In the movie, the main character’s column is full of charming anecdotes about life with Marley. In one scene, his whole family gathers in the kitchen to reread his old clippings. Warm and happy together, they are delighted to find their shared memories evoked in print. Why can’t I write a column like that? I wondered. I tried to imagine my future husband rereading
my
columns. “Ha,” he’d say looking up, as I caught him in the kitchen, poring over a binder full of them.
“What you got there, hon’?” I’d say, laying an affectionate hand on his shoulder.
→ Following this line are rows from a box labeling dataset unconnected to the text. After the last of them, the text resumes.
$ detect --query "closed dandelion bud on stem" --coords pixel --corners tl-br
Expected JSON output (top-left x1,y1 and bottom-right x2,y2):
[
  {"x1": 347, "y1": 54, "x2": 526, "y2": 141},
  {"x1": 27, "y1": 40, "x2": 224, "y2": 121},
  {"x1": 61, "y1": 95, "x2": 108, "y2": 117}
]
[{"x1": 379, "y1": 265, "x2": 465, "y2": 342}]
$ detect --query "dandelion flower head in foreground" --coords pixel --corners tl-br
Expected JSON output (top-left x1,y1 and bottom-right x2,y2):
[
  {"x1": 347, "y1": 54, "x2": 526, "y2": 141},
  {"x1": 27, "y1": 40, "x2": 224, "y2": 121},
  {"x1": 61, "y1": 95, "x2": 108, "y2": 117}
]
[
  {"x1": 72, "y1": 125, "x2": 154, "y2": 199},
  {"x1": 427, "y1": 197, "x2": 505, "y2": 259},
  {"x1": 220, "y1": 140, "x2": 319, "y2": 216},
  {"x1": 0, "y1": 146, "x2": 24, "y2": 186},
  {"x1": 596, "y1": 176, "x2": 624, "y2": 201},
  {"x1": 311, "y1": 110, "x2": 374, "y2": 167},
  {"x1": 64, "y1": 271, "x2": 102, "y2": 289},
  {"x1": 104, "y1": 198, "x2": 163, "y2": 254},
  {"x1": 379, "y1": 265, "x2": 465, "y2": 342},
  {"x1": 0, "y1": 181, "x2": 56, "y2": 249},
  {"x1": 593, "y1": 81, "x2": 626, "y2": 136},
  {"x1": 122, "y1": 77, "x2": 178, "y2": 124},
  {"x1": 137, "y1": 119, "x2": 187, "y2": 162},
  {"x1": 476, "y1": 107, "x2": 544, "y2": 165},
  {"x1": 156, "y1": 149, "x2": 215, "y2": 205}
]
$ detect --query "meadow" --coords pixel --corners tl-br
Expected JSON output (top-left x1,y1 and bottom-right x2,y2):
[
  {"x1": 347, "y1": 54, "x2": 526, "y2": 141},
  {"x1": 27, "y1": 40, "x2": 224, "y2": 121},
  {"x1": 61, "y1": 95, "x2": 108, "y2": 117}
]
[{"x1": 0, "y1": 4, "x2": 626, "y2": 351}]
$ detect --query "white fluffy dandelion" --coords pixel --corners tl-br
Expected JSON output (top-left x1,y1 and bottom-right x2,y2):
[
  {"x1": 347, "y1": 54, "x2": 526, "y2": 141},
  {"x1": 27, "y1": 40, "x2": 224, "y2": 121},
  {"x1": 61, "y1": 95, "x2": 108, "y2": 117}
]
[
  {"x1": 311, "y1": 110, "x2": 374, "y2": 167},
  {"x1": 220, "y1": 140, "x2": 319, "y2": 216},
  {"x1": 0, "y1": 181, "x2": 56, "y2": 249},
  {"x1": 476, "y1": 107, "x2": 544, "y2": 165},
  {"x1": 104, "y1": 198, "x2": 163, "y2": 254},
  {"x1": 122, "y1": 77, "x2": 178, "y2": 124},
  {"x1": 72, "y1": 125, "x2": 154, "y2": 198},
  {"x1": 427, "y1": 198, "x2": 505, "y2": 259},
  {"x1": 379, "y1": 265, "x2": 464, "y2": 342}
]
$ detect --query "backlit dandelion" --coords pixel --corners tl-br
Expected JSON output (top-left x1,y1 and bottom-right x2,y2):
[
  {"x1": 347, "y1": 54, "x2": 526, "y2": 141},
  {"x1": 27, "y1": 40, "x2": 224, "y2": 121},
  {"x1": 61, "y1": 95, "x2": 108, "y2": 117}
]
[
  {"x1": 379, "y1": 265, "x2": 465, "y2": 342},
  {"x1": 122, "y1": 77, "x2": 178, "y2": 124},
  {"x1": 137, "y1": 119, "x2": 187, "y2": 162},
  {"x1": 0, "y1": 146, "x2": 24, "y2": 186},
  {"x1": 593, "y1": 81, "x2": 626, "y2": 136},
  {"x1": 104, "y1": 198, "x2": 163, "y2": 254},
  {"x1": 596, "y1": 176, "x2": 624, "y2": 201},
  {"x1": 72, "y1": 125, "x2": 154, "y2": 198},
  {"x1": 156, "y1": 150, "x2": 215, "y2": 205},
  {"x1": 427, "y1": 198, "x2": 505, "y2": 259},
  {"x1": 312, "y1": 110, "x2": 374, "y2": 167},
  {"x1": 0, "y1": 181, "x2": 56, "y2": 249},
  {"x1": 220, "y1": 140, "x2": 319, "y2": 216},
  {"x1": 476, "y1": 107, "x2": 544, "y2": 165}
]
“I love this one about you blowing your obese ex-boyfriend and this one, too, about you vomiting in front of your rebound flame. Son, get in here!” he’d call into the family room, to our eldest playing Yahtzee with his little brother on the rug before the fireplace. Two small boys with matching bowl haircuts would gather round, eager to hear Dad share Mommy’s writing. “Letting my upchuck burst into full flower . . .” he’d read aloud, before beaming at me proudly with that same look Jennifer Aniston gives Owen Wilson in the movie. The one that says, “How’d I get so lucky to get a woman like you to be my wife?”
If I got a dog, I could write about him instead . . . I could give up sex writing . . . I could send my parents my articles....
When an essay of mine was recently published on
Nerve
, I felt so proud—my story was featured on the home page beneath a large photo and ads!—naturally, I sent my parents a link. When I spoke to my mother on the phone a few days later though, and asked excitedly if she received it, she said, “Yes. But don’t mention it to your father. I’m afraid it will upset him. It’s a little dirty; you know how conservative we are,” she said gently.
“It’s fiction!” I said quickly, burning with shame. “It’s only fiction, Mom!” It’s fiction, despite the fact that another “character” says my name within the piece, despite the fact that the other “character,” “Glen,” removes my underwear before exclaiming, “I think I’m falling in love with you, Iris.” I use this “fiction” excuse for everything. If I ever committed a crime, robbed a bank say, and were caught in the act, I’d probably scream out, “Don’t arrest me! It’s fiction!”